Stadio della Roma a Tor di Valle: la condotta grave e spregiudicata di Marcello De Vito secondo i giudici

Il processo legato alla costruzione del nuovo stadio della Roma a Tor di Valle ha portato a pesanti condanne per diverse figure coinvolte. Nel mese di aprile, l’ex presidente dell’Assemblea Capitolina, Marcello De Vito, ha ricevuto una condanna a otto anni e otto mesi di reclusione, in quanto ritenuto colpevole di comportamenti gravemente devianti dai suoi doveri istituzionali.

Lo stadio della Roma a Tor di Valle, spina nel fianco di Virginia Raggi

Il progetto del nuovo stadio ha rappresentato una problematica significativa per l’allora sindaca Virginia Raggi, del Movimento 5 Stelle. Nella fase di approvazione, Raggi fu supportata dal consigliere Luca Lanzalone e da De Vito stesso. L’inchiesta giudiziaria che ne è seguita ha coinvolto un numero elevato di personaggi di spicco, tra cui l’avvocato Lanzalone, condannato a tre anni, e l’imprenditore Luca Parnasi, condannato a due anni con rito abbreviato. Anche il deputato della Lega Giulio Centemero ha ricevuto una condanna a un anno. Tra coloro che sono stati assolti, si segnalano l’ex assessore regionale Michele Civita e l’ex tesoriere del PD Francesco Bonifazi.

Da Marcello De Vito sullo stadio della Roma a Tor di Valle “Condotta grave e spregiudicata”

Le principali accuse rivolte agli imputati includono corruzione, traffico di influenze e finanziamento illecito. Secondo la sentenza, Lanzalone, in qualità di ex presidente di Acea, avrebbe abusato della propria posizione per realizzare interessi personali, senza mai apportare vantaggi alla collettività. Anche De Vito è stato giudicato colpevole di avere agito con intenti delittuosi, come evidenziato da diverse intercettazioni, in cui si intratteneva con il socio Camillo Mezzacapo sul modo di sfruttare la situazione politica favorevole del Movimento 5 Stelle sia in ambito nazionale che locale.

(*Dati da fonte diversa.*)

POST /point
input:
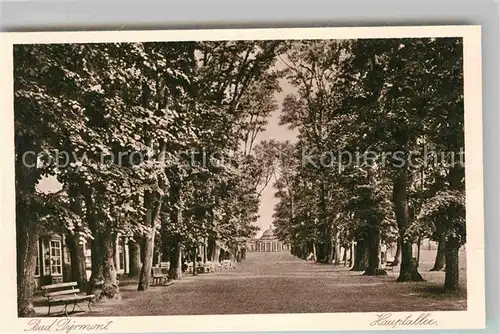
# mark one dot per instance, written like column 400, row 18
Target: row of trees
column 379, row 152
column 150, row 141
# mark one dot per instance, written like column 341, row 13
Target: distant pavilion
column 267, row 243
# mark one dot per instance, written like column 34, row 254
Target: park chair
column 65, row 294
column 159, row 277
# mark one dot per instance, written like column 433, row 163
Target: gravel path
column 280, row 283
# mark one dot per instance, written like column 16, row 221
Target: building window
column 37, row 263
column 55, row 257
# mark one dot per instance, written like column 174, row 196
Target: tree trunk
column 175, row 271
column 195, row 254
column 135, row 263
column 96, row 279
column 344, row 256
column 336, row 260
column 151, row 219
column 440, row 255
column 77, row 256
column 373, row 246
column 110, row 287
column 452, row 269
column 360, row 256
column 27, row 243
column 76, row 250
column 409, row 269
column 397, row 257
column 147, row 265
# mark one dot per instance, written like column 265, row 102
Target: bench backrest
column 60, row 289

Le condanne anche dei personaggi politici ‘minori’

Le sentenze hanno colpito anche altri soggetti, tra cui Gianluca Bardelli, condannato a sei anni e otto mesi, Adriano Palozzi, a un anno e dieci mesi, Giuseppe Statuto, a un anno e mezzo, e Andrea Manzoni, a otto mesi. Le motivazioni della sentenza hanno sottolineato l’esistenza di un bene definito disegno criminoso, in cui è emersa una rete di comportamenti illeciti interconnessi, collocati in un contesto temporale unificato.

Questa inchiesta ha rivelato un vasto sistema di favori e corruzione, implicando imprenditori, figure politiche e professionisti, minando l’integrità delle relazioni tra il settore pubblico e quello privato. Le recenti condanne hanno tracciato un quadro chiaro delle responsabilità, segnando la conclusione di un capitolo controverso della storia recente amministrativa della Capitale.